So I made it through the second Christmas without Alexander. It was an okay day with happy moments. Julia slept in which was lovely, but then I woke up at 7am thinking I heard her, and I couldn’t fall back to sleep. My brain was just going – thinking about how much I missed Alexander. When Julia did get up, we opened presents with her. She was VERY excited by them which was a lot of fun to see! We went over to my mom’s house and opened presents with her and my sister. It was nice. Richard’s mom and sister came to join us for lunch. Julia did NOT nap at all during the day but was still very happy! Later in the day we went to visit my Aunt and Grand Aunt. Julia had a very nice visit with them. My Grand Aunt is 93 years old and has good days and not so good days. Yesterday was a GOOD day. Julia sat with her for quite a while and they had a nice visit. My Aunt gave me a present for Alexander – it was a beautiful Crystal Angel! I will be sure to put that in a special place for all to see.
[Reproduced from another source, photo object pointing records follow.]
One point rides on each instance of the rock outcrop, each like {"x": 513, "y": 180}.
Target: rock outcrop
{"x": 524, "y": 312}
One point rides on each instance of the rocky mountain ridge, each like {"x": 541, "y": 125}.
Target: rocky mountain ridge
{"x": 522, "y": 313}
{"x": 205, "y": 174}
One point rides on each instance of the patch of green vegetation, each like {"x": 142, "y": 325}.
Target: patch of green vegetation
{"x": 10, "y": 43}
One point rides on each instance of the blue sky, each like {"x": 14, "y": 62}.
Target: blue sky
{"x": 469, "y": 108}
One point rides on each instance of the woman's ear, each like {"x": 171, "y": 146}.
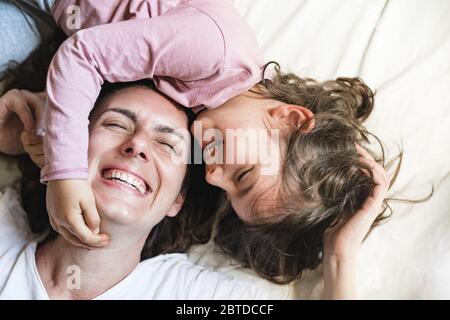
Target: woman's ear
{"x": 293, "y": 116}
{"x": 176, "y": 206}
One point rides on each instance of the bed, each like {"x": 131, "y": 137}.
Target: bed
{"x": 401, "y": 48}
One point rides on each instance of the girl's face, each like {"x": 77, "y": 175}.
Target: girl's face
{"x": 242, "y": 146}
{"x": 134, "y": 135}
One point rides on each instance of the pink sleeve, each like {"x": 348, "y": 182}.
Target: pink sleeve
{"x": 175, "y": 49}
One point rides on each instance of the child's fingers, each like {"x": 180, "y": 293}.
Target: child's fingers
{"x": 72, "y": 239}
{"x": 92, "y": 218}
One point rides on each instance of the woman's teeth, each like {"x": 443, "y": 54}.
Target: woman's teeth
{"x": 127, "y": 179}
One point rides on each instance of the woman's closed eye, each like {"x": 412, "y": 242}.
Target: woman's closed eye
{"x": 117, "y": 125}
{"x": 243, "y": 174}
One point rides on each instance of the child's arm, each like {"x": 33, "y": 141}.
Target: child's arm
{"x": 184, "y": 51}
{"x": 342, "y": 242}
{"x": 19, "y": 110}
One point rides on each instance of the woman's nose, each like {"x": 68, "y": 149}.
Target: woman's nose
{"x": 135, "y": 148}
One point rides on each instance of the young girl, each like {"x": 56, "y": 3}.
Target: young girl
{"x": 283, "y": 216}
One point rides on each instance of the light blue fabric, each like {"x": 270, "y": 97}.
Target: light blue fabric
{"x": 20, "y": 32}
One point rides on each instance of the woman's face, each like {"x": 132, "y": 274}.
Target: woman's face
{"x": 135, "y": 134}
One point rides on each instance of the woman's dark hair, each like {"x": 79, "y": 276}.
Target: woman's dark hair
{"x": 322, "y": 181}
{"x": 192, "y": 225}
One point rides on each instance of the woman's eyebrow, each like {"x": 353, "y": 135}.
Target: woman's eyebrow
{"x": 127, "y": 113}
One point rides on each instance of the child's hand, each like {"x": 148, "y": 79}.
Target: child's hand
{"x": 19, "y": 110}
{"x": 73, "y": 214}
{"x": 34, "y": 146}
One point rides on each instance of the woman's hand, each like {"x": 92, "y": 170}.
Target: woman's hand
{"x": 342, "y": 242}
{"x": 19, "y": 110}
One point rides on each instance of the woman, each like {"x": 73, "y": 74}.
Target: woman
{"x": 115, "y": 136}
{"x": 135, "y": 188}
{"x": 343, "y": 105}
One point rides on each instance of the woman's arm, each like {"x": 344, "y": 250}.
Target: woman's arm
{"x": 342, "y": 242}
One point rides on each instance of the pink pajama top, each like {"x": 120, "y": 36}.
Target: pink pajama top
{"x": 198, "y": 52}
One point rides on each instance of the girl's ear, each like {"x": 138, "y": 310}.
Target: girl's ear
{"x": 293, "y": 116}
{"x": 176, "y": 206}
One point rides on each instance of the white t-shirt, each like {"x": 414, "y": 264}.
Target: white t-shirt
{"x": 170, "y": 276}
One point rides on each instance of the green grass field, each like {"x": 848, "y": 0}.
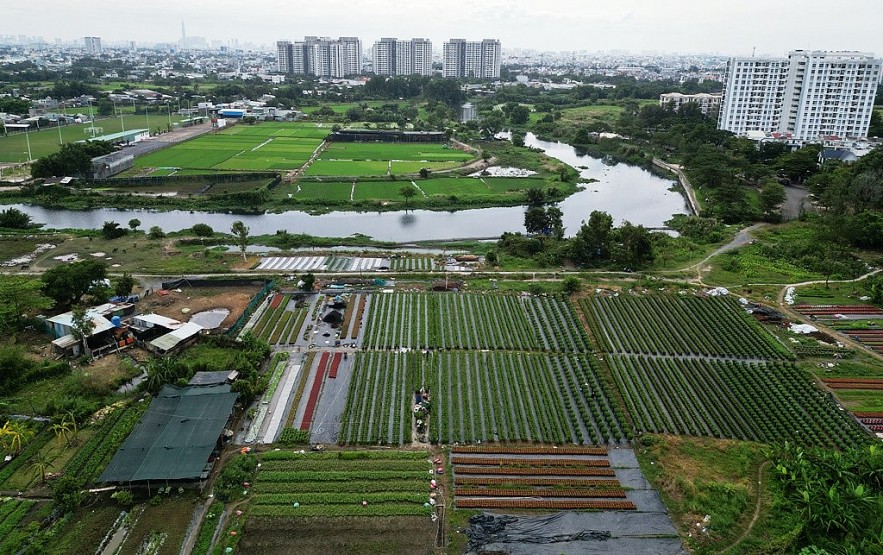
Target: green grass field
{"x": 393, "y": 151}
{"x": 14, "y": 148}
{"x": 267, "y": 146}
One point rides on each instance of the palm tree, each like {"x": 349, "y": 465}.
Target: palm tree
{"x": 40, "y": 463}
{"x": 13, "y": 434}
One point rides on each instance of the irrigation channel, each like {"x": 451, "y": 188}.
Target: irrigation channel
{"x": 626, "y": 192}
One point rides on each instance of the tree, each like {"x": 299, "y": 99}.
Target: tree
{"x": 309, "y": 280}
{"x": 202, "y": 230}
{"x": 40, "y": 463}
{"x": 13, "y": 434}
{"x": 112, "y": 230}
{"x": 571, "y": 284}
{"x": 519, "y": 115}
{"x": 408, "y": 192}
{"x": 66, "y": 284}
{"x": 123, "y": 285}
{"x": 19, "y": 296}
{"x": 592, "y": 243}
{"x": 240, "y": 231}
{"x": 82, "y": 326}
{"x": 14, "y": 218}
{"x": 772, "y": 195}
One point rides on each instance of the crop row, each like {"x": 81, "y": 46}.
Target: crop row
{"x": 546, "y": 462}
{"x": 333, "y": 498}
{"x": 480, "y": 396}
{"x": 467, "y": 321}
{"x": 94, "y": 455}
{"x": 337, "y": 465}
{"x": 375, "y": 510}
{"x": 533, "y": 471}
{"x": 528, "y": 450}
{"x": 554, "y": 504}
{"x": 343, "y": 477}
{"x": 346, "y": 455}
{"x": 667, "y": 325}
{"x": 512, "y": 481}
{"x": 352, "y": 486}
{"x": 765, "y": 402}
{"x": 573, "y": 493}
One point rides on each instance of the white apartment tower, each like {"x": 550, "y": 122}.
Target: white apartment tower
{"x": 93, "y": 45}
{"x": 462, "y": 58}
{"x": 322, "y": 57}
{"x": 402, "y": 57}
{"x": 809, "y": 96}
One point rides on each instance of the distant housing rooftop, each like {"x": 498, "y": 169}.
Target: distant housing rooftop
{"x": 175, "y": 437}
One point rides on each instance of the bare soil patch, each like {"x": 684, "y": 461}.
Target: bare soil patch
{"x": 197, "y": 299}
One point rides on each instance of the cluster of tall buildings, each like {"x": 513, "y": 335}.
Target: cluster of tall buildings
{"x": 321, "y": 56}
{"x": 324, "y": 57}
{"x": 93, "y": 45}
{"x": 807, "y": 96}
{"x": 403, "y": 57}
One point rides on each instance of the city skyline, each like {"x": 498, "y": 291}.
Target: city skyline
{"x": 636, "y": 26}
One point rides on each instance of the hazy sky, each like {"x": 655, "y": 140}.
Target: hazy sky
{"x": 730, "y": 27}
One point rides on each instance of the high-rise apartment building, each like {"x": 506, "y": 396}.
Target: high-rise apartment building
{"x": 322, "y": 57}
{"x": 402, "y": 57}
{"x": 807, "y": 96}
{"x": 93, "y": 45}
{"x": 462, "y": 58}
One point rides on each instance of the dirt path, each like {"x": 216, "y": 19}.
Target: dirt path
{"x": 760, "y": 489}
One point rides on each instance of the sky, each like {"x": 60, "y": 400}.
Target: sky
{"x": 732, "y": 27}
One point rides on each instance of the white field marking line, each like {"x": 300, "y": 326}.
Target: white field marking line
{"x": 268, "y": 141}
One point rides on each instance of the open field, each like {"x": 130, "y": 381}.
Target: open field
{"x": 14, "y": 148}
{"x": 266, "y": 146}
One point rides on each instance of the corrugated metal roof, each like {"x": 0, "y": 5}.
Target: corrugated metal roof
{"x": 175, "y": 437}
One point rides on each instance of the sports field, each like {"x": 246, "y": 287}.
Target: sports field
{"x": 267, "y": 146}
{"x": 14, "y": 148}
{"x": 355, "y": 159}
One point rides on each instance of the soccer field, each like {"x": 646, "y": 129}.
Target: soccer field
{"x": 267, "y": 146}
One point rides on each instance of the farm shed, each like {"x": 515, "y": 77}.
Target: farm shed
{"x": 175, "y": 438}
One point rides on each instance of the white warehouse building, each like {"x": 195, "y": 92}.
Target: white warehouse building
{"x": 810, "y": 96}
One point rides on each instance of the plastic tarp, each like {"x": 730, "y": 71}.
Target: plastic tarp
{"x": 574, "y": 532}
{"x": 175, "y": 437}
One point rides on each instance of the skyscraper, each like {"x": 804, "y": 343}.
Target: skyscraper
{"x": 402, "y": 57}
{"x": 93, "y": 45}
{"x": 462, "y": 58}
{"x": 807, "y": 96}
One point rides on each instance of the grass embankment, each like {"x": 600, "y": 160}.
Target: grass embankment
{"x": 711, "y": 489}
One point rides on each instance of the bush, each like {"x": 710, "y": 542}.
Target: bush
{"x": 202, "y": 230}
{"x": 238, "y": 470}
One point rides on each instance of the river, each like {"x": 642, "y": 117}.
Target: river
{"x": 625, "y": 192}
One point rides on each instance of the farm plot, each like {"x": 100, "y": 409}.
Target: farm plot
{"x": 758, "y": 401}
{"x": 523, "y": 478}
{"x": 281, "y": 323}
{"x": 480, "y": 396}
{"x": 466, "y": 321}
{"x": 291, "y": 484}
{"x": 341, "y": 502}
{"x": 663, "y": 325}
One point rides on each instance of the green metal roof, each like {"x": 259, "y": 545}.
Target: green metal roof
{"x": 175, "y": 437}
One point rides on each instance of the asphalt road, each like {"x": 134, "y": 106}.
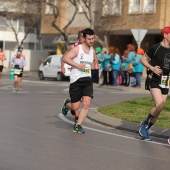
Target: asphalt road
{"x": 34, "y": 135}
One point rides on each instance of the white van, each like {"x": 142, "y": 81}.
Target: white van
{"x": 51, "y": 68}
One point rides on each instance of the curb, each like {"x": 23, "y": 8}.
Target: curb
{"x": 126, "y": 125}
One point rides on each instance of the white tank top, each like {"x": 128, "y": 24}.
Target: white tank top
{"x": 82, "y": 58}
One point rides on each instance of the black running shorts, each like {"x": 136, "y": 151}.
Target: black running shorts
{"x": 1, "y": 68}
{"x": 81, "y": 87}
{"x": 155, "y": 84}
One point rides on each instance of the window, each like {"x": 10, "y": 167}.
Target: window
{"x": 134, "y": 6}
{"x": 47, "y": 61}
{"x": 48, "y": 6}
{"x": 116, "y": 7}
{"x": 82, "y": 7}
{"x": 111, "y": 7}
{"x": 149, "y": 6}
{"x": 105, "y": 9}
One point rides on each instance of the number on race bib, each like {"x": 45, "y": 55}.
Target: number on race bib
{"x": 17, "y": 71}
{"x": 86, "y": 71}
{"x": 164, "y": 83}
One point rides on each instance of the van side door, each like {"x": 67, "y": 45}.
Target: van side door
{"x": 47, "y": 67}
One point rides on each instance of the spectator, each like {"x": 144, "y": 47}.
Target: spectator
{"x": 138, "y": 67}
{"x": 95, "y": 71}
{"x": 2, "y": 58}
{"x": 107, "y": 65}
{"x": 123, "y": 69}
{"x": 115, "y": 61}
{"x": 128, "y": 64}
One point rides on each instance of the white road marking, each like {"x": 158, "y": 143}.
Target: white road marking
{"x": 108, "y": 133}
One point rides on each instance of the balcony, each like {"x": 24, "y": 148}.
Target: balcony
{"x": 133, "y": 9}
{"x": 149, "y": 8}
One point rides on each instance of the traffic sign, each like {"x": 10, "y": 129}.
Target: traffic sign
{"x": 139, "y": 35}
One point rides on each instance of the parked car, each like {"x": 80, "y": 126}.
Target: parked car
{"x": 51, "y": 68}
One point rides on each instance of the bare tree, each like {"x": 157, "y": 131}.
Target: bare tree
{"x": 93, "y": 9}
{"x": 17, "y": 10}
{"x": 57, "y": 13}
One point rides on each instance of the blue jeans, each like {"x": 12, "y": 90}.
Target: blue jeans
{"x": 138, "y": 79}
{"x": 115, "y": 76}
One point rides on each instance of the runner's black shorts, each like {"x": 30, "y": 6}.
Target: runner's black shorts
{"x": 22, "y": 72}
{"x": 155, "y": 84}
{"x": 81, "y": 87}
{"x": 18, "y": 68}
{"x": 1, "y": 68}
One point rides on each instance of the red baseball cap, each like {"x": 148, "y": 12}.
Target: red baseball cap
{"x": 165, "y": 30}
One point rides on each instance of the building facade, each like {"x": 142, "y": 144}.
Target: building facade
{"x": 114, "y": 18}
{"x": 120, "y": 16}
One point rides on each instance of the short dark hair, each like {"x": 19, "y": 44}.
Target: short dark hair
{"x": 79, "y": 33}
{"x": 88, "y": 31}
{"x": 20, "y": 47}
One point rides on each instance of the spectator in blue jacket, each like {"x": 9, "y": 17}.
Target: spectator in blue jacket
{"x": 107, "y": 65}
{"x": 95, "y": 72}
{"x": 138, "y": 67}
{"x": 116, "y": 63}
{"x": 128, "y": 61}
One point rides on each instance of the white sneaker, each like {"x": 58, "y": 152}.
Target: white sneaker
{"x": 14, "y": 89}
{"x": 169, "y": 140}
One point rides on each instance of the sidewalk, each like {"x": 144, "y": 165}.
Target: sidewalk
{"x": 32, "y": 74}
{"x": 109, "y": 121}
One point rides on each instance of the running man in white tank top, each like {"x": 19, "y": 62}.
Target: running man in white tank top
{"x": 81, "y": 58}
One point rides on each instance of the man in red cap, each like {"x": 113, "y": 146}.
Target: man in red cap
{"x": 157, "y": 60}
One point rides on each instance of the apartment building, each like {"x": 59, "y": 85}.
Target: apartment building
{"x": 120, "y": 16}
{"x": 115, "y": 18}
{"x": 66, "y": 11}
{"x": 10, "y": 18}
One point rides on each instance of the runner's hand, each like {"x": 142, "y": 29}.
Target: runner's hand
{"x": 82, "y": 66}
{"x": 63, "y": 70}
{"x": 157, "y": 70}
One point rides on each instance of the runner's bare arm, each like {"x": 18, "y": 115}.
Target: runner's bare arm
{"x": 68, "y": 58}
{"x": 145, "y": 61}
{"x": 62, "y": 62}
{"x": 4, "y": 58}
{"x": 95, "y": 64}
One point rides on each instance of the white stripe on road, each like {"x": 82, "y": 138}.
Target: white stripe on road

Julia took a brief nap in the car on the way down and back, but never did have a proper nap! Thankfully she did fall asleep pretty quickly once we came home. The mid part of the day I was very happy, and had a very nice time. By the evening however, I was feeling sad yet again.
A snow storm is heading our way, so it was decided that the plans with Richard’s family would have to change. We had planned on getting together with them on Thursday, and I took the day off from work. However, with the snow, it was better to do it today, and I had to work. Richard took Julia off without me. He did take pictures and it looked like they had a very nice time.
As I have read the posts and blogs of families that have been at this “Christmas without their child” thing longer than I have, I see I am not alone in my feelings. People that are working on their 5th year without their child, said that it wasn’t any easier – perhaps harder!
Some might think that this year would be “better” for us because we have Julia. But really, I think it was harder because we have Julia. I was missing Alexander so much – wishing he was here to teach Julia about presents. Wishing we could have been baking cookies to leave out for Santa. But he wasn’t here and never will be. We will make these new memories with Julia as she grows older, but there will always be a hole in our hearts that will never be filled.
So over all – it wasn’t a bad day, it wasn’t a good day. It was a bearable day.